Comment 19 Tomas Mraz 2010-11-23 15:04:00 EST
Richard, please can you add the new openssl-1.0.0b-1.fc12.1 package to the libguestfs Fedora 12 update so both packages can be updated simultaneously?
Comment 20 Richard W.M. Jones 2010-11-23 15:13:46 EST
With any luck, this is correct ... https://admin.fedoraproject.org/updates/openssl-1.0.0b-1.fc12.1,libguestfs-1.2.11-1.fc12.1
Comment 21 Fedora Update System 2010-11-23 16:54:56 EST
libguestfs-1.6.2-1.fc13.4 has been pushed to the Fedora 13 stable repository. If problems still persist, please make note of it in this bug report.

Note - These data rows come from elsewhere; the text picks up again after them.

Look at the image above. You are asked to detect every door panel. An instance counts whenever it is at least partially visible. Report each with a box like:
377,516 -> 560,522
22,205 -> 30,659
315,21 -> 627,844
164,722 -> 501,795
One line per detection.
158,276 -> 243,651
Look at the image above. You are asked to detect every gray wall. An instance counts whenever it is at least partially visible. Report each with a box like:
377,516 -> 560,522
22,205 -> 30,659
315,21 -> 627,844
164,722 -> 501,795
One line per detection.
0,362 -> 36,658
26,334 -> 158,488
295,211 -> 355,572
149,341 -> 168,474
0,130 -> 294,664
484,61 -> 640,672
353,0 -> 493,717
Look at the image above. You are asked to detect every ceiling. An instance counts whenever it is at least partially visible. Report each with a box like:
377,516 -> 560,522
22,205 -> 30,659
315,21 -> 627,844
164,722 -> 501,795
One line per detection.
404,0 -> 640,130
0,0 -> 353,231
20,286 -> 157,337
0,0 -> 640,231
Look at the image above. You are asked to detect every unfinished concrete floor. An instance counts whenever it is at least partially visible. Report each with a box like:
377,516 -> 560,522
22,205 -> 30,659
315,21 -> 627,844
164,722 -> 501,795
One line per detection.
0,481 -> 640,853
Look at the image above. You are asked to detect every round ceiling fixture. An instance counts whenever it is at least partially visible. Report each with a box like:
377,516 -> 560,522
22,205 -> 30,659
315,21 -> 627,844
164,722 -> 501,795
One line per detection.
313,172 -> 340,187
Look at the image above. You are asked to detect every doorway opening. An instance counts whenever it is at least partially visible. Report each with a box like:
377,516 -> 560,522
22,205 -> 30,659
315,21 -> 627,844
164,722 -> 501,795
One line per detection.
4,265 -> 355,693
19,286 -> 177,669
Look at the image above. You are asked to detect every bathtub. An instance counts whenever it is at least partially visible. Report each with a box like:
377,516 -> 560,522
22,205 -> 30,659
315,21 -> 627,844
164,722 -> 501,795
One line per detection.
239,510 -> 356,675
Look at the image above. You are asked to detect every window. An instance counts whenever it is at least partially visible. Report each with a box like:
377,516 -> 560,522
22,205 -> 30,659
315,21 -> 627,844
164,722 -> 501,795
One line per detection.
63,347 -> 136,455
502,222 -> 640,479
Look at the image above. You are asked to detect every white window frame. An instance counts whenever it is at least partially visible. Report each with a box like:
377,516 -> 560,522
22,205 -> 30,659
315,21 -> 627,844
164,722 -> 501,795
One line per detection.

Comment 22 Richard W.M. Jones 2010-11-23 17:50:04 EST
Comment 23 Richard W.M. Jones 2010-11-23 17:51:48 EST
*** Bug 656517 has been marked as a duplicate of this bug. ***
Comment 24 Fedora Update System 2010-11-24 17:37:36 EST
libguestfs-1.2.11-1.fc12.1, openssl-1.0.0b-1.fc12.1 has been pushed to the Fedora 12 testing repository. If problems still persist, please make note of it in this bug report. If you want to test the update, you can install it with su -c 'yum --enablerepo=updates-testing update libguestfs openssl'. You can provide feedback for this update here: https://admin.fedoraproject.org/updates/openssl-1.0.0b-1.fc12.1,libguestfs-1.2.11-1.fc12.1
Comment 25 Edward Rudd 2010-11-25 09:52:36 EST
I can confirm that the new openssl packages install correctly with the updated libguestfs on F12 x86_64.
Comment 26 Fedora Update System 2010-11-25 20:04:39 EST
libguestfs-1.2.11-1.fc12.1, openssl-1.0.0b-1.fc12.1 has been pushed to the Fedora 12 stable repository. If problems still persist, please make note of it in this bug report.